CoStar claimed that RealMassive deliberately used photos owned by CoStar in its open and free online database. RealMassive denied the allegation and removed the photos in question but CoStar demanded penalties under the Copyright Act.
Craig Hancock, CEO of RealMassive, said in a statement, “We are glad to have this lawsuit resolved. CoStar’s claim that we deliberately added its photos to our database was false. Our firm went to great lengths and expense to avoid acquiring CoStar’s images, but apparently a few images slipped through the cracks early on.”
The RealMassive-Costar settlement agreement calls for the two companies to work together to avoid future disputes. CoStar has agreed to mark its photographs with visible copyright notices or watermarks. In addition, before filing any future lawsuit, CoStar will give RealMassive written notice of any grievance it may have, and give RealMassive time to remedy any alleged errors.
Hancock said that CoStar’s lawsuit was excessive and meritless and that the company didn’t send a standard takedown notice identifying the contested photos. Because huge penalties can be imposed under the Copyright Act, even when the alleged infringement caused no harm, RealMassive agreed to pay CoStar the $1 million, believing that it would be less than the cost to defend the suit.
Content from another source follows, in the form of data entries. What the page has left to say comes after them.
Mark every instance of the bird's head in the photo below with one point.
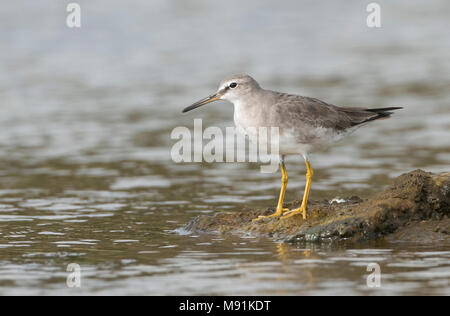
(231, 89)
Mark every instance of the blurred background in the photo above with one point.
(85, 121)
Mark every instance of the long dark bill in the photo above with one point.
(209, 99)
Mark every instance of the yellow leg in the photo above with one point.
(284, 179)
(302, 208)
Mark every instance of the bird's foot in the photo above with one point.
(300, 210)
(278, 213)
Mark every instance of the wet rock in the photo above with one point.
(415, 207)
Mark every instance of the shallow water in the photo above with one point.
(85, 121)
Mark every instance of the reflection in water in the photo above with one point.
(85, 169)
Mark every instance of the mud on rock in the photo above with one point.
(415, 207)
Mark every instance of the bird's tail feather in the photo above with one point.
(361, 115)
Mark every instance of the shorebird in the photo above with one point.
(305, 124)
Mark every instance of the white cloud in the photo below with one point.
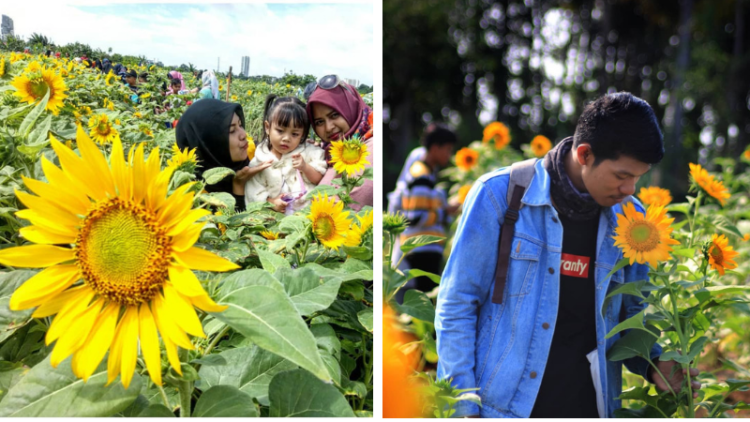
(316, 39)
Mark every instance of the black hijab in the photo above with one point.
(205, 127)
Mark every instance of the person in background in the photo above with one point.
(424, 204)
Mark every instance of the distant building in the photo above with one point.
(245, 66)
(6, 27)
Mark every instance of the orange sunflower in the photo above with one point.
(644, 238)
(654, 195)
(499, 132)
(466, 158)
(540, 145)
(720, 254)
(708, 183)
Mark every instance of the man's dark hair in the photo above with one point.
(438, 134)
(620, 124)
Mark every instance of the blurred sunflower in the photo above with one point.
(499, 132)
(110, 79)
(124, 274)
(32, 87)
(269, 235)
(462, 192)
(466, 158)
(540, 145)
(644, 238)
(349, 156)
(656, 196)
(708, 183)
(330, 222)
(720, 254)
(101, 129)
(181, 157)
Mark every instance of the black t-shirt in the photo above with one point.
(567, 389)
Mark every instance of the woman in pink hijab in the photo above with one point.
(337, 111)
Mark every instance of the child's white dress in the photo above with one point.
(281, 176)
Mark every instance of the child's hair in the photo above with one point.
(285, 111)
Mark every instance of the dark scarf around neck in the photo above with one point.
(567, 199)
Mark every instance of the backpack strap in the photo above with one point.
(521, 174)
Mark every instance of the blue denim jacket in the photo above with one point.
(497, 347)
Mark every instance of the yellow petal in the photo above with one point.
(182, 311)
(75, 336)
(120, 174)
(172, 356)
(187, 238)
(35, 256)
(185, 282)
(88, 357)
(45, 284)
(69, 312)
(150, 343)
(166, 324)
(38, 235)
(129, 344)
(55, 304)
(202, 260)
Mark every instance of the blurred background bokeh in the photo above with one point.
(534, 64)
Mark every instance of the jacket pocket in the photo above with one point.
(524, 263)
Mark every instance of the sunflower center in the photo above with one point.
(350, 154)
(122, 253)
(716, 254)
(325, 227)
(38, 88)
(644, 236)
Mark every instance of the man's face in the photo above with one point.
(611, 181)
(441, 153)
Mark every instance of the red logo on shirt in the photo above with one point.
(575, 265)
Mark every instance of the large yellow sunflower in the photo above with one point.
(708, 183)
(720, 254)
(540, 145)
(32, 87)
(499, 132)
(654, 195)
(466, 158)
(330, 223)
(101, 129)
(644, 238)
(117, 254)
(349, 156)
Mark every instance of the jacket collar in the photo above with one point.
(538, 194)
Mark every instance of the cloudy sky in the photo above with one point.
(307, 38)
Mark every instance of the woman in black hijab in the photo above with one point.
(217, 131)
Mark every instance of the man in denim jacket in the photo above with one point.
(532, 354)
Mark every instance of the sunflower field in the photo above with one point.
(697, 293)
(128, 290)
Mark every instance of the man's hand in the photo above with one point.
(675, 380)
(298, 162)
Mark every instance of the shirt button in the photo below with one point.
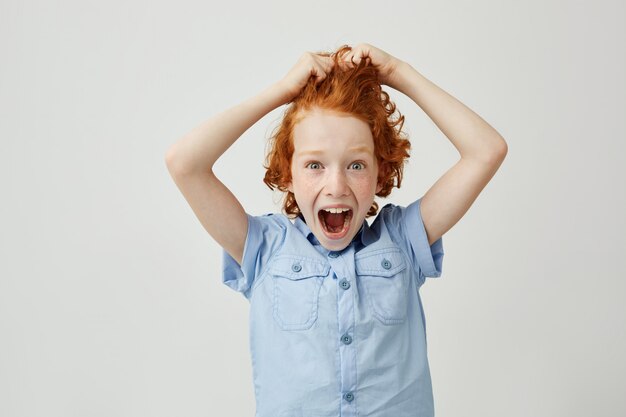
(386, 264)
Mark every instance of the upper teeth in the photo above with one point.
(336, 210)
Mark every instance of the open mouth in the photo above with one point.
(335, 221)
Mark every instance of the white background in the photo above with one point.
(111, 301)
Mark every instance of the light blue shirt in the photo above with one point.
(338, 334)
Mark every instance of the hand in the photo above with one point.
(309, 65)
(386, 64)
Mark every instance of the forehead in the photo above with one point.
(321, 130)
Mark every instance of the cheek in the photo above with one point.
(364, 187)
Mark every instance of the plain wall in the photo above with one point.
(111, 301)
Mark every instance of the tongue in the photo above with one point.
(334, 220)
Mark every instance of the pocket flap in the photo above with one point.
(385, 262)
(297, 267)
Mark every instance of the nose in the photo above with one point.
(337, 184)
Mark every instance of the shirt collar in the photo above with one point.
(365, 235)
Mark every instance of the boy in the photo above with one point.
(336, 321)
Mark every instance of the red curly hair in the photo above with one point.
(357, 92)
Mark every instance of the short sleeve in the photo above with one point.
(264, 237)
(410, 226)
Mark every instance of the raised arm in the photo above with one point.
(190, 160)
(480, 146)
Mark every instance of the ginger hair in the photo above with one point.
(355, 91)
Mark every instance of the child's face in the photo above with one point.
(333, 167)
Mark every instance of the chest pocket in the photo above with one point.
(383, 275)
(295, 298)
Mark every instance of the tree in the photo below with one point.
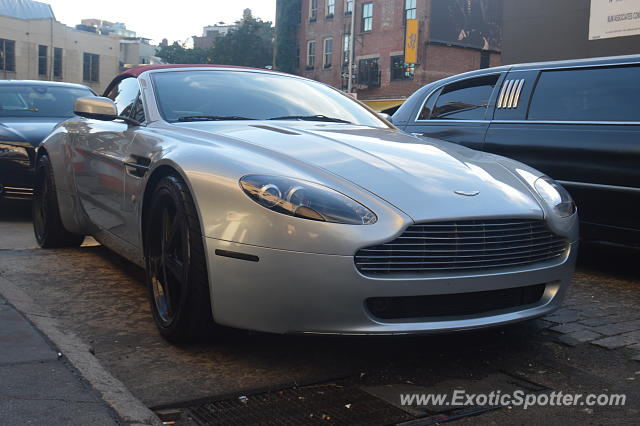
(287, 21)
(249, 45)
(178, 54)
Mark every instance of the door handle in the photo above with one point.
(137, 166)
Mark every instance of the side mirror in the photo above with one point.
(95, 107)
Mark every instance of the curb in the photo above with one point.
(112, 390)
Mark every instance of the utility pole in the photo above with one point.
(352, 45)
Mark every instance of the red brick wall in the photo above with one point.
(385, 40)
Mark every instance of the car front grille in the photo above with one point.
(462, 246)
(447, 305)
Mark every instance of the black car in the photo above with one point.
(578, 121)
(28, 112)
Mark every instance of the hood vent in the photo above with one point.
(276, 129)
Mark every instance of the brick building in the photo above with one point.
(454, 36)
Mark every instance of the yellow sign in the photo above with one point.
(411, 42)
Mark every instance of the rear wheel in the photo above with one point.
(175, 265)
(47, 224)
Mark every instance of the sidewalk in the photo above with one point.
(38, 386)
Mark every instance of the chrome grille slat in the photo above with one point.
(537, 233)
(434, 259)
(467, 243)
(448, 256)
(463, 245)
(533, 246)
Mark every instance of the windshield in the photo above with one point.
(39, 100)
(235, 95)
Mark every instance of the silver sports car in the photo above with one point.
(265, 201)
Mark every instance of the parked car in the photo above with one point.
(577, 121)
(28, 112)
(271, 202)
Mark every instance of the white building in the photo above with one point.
(34, 46)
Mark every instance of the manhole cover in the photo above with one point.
(322, 404)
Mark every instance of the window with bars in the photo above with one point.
(348, 7)
(328, 53)
(42, 60)
(367, 17)
(331, 8)
(7, 55)
(409, 9)
(369, 72)
(400, 70)
(311, 54)
(313, 10)
(346, 48)
(57, 62)
(91, 67)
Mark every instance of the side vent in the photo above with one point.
(510, 94)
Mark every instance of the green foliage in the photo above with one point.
(179, 54)
(288, 18)
(249, 45)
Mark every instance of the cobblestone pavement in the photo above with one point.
(593, 313)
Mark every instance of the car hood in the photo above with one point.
(27, 129)
(418, 177)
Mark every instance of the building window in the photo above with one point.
(400, 70)
(367, 17)
(328, 52)
(346, 48)
(313, 10)
(90, 67)
(57, 62)
(7, 55)
(409, 9)
(485, 59)
(369, 72)
(348, 7)
(311, 55)
(42, 60)
(331, 8)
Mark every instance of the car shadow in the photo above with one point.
(15, 211)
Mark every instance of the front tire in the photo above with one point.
(47, 224)
(176, 270)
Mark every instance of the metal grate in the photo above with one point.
(311, 405)
(461, 304)
(463, 246)
(510, 94)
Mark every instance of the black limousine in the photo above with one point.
(578, 121)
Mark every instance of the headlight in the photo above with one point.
(13, 152)
(556, 196)
(306, 200)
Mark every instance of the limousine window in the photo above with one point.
(463, 100)
(597, 94)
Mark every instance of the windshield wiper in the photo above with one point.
(318, 117)
(19, 109)
(212, 118)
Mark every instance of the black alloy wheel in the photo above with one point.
(176, 266)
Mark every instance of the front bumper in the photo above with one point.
(296, 292)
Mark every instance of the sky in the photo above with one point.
(158, 19)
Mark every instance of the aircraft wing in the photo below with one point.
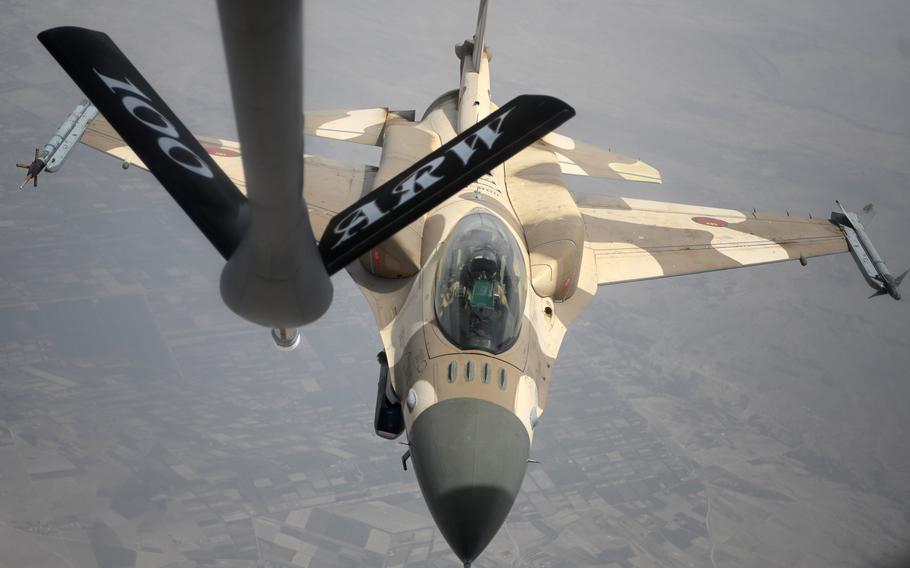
(364, 126)
(330, 185)
(583, 159)
(634, 239)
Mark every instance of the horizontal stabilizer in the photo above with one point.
(153, 131)
(403, 199)
(582, 159)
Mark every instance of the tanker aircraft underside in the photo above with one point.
(472, 294)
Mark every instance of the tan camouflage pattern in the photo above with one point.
(553, 228)
(571, 244)
(363, 126)
(582, 159)
(635, 239)
(404, 143)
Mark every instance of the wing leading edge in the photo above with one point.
(634, 239)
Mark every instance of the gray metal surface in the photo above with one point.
(470, 457)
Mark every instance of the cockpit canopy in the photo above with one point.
(480, 285)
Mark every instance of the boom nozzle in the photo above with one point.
(870, 263)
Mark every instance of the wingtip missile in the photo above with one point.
(870, 263)
(58, 147)
(32, 169)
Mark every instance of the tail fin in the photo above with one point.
(481, 28)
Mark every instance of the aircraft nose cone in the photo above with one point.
(470, 458)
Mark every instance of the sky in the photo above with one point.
(780, 377)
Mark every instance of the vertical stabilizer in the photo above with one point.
(478, 35)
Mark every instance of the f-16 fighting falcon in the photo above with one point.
(471, 252)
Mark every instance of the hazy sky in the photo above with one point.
(774, 105)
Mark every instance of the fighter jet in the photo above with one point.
(473, 297)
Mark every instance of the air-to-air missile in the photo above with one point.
(874, 269)
(51, 157)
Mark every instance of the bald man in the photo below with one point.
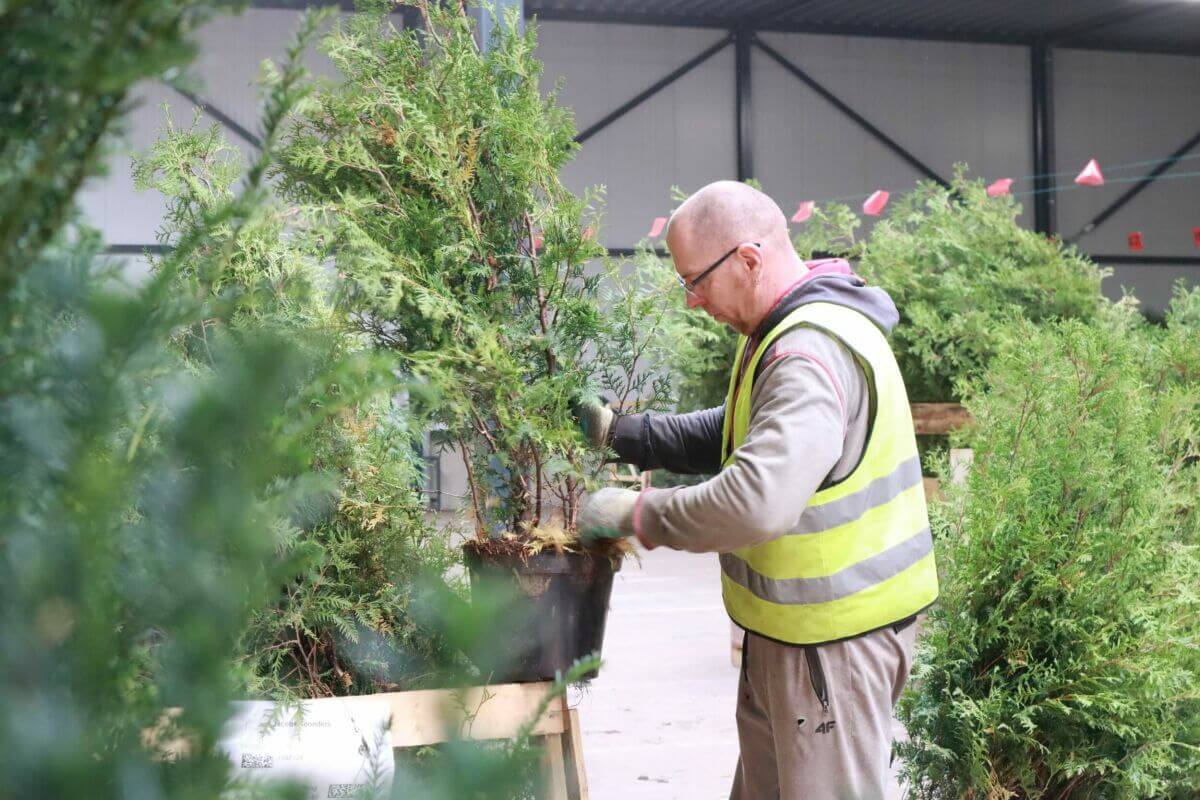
(815, 505)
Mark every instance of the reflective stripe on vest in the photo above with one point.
(861, 555)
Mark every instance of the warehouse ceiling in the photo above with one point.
(1145, 25)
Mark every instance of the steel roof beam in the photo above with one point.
(858, 119)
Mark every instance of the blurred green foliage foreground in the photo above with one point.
(145, 491)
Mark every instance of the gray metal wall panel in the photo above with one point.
(942, 102)
(1121, 108)
(682, 136)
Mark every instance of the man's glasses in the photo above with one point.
(690, 286)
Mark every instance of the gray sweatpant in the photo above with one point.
(816, 722)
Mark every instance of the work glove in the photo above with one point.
(609, 513)
(594, 420)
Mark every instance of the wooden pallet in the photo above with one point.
(487, 713)
(937, 419)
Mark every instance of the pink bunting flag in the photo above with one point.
(1000, 187)
(874, 205)
(804, 211)
(1091, 175)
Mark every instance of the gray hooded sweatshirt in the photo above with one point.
(811, 409)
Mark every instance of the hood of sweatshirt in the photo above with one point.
(832, 281)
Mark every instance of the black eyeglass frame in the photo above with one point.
(690, 286)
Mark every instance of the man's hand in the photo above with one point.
(594, 420)
(609, 513)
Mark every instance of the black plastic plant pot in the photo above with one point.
(561, 605)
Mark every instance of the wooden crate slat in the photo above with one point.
(481, 713)
(937, 419)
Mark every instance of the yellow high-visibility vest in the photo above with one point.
(861, 555)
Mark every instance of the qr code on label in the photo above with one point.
(256, 762)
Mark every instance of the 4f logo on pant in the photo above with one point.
(825, 727)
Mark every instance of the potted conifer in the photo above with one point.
(435, 164)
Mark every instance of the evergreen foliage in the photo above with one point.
(141, 501)
(959, 268)
(343, 627)
(433, 166)
(1061, 656)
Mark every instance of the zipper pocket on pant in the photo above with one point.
(816, 674)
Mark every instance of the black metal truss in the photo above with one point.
(221, 116)
(1043, 139)
(653, 89)
(858, 119)
(1137, 188)
(1147, 260)
(743, 102)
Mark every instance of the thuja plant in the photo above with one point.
(345, 625)
(958, 266)
(139, 500)
(1061, 656)
(435, 166)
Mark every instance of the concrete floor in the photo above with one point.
(658, 722)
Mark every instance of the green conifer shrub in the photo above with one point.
(433, 166)
(1061, 655)
(959, 268)
(345, 626)
(139, 501)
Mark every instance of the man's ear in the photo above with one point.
(753, 257)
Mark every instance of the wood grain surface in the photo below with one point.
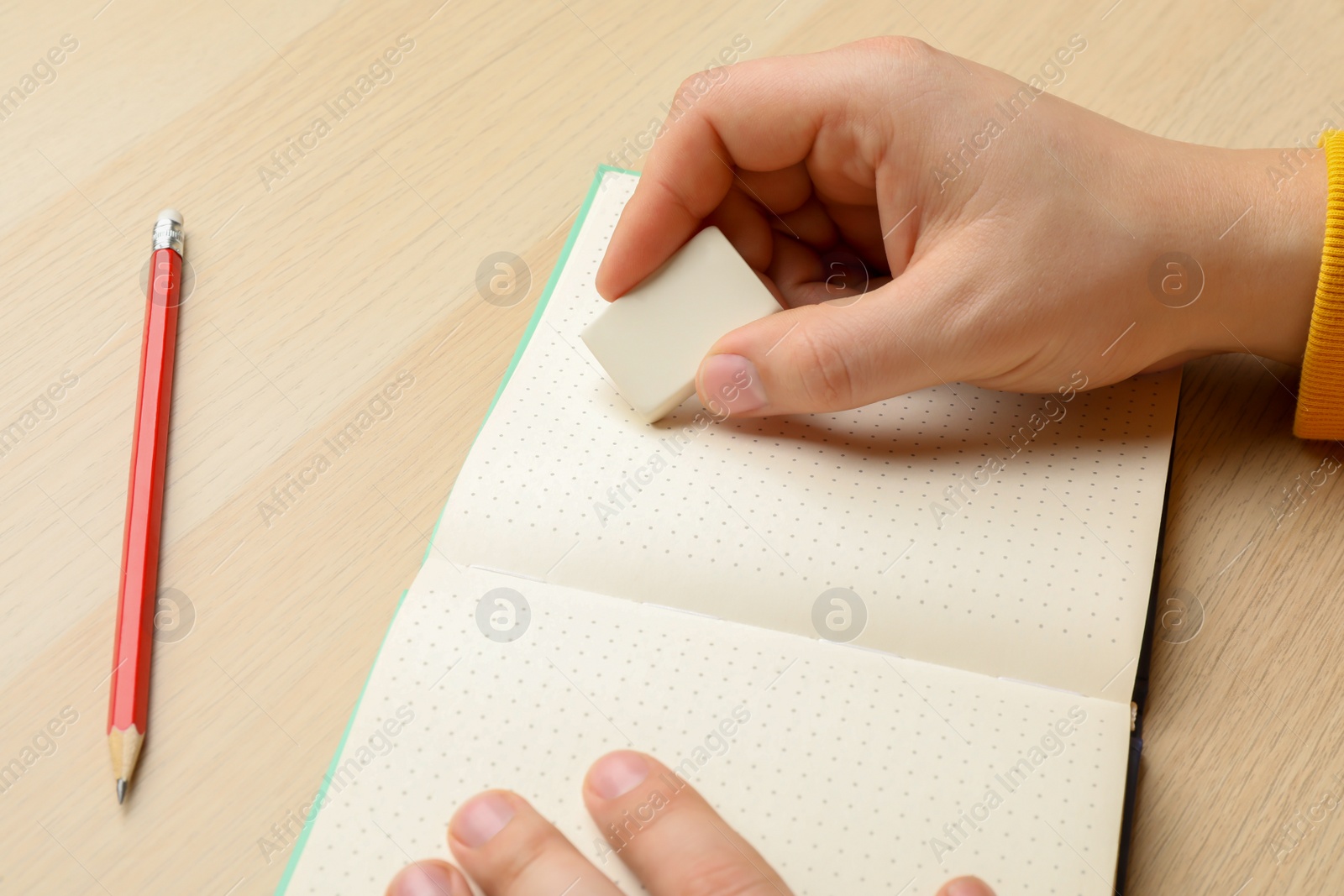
(326, 275)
“This settlement, although disagreeable, comes with a cost far less than prolonged litigation. More importantly, RealMassive gains critical protections that allow us to grow our platform without the risk of another sudden lawsuit by CoStar. RealMassive’s customers and partners can now be confident we are here to serve them for the long haul. It’s a big win for commercial real estate professionals looking to modernize the industry,” Hancock said.
In recent years, CoStar has ramped up its copyright enforcement efforts, filing or threatening to file lawsuits against numerous companies and individuals for alleged misappropriation of data. Hancock and others in the industry have argued that CoStar’s lawsuits and threats are designed to stifle competition. Hancock recently shared thoughts about the settlement on his company blog.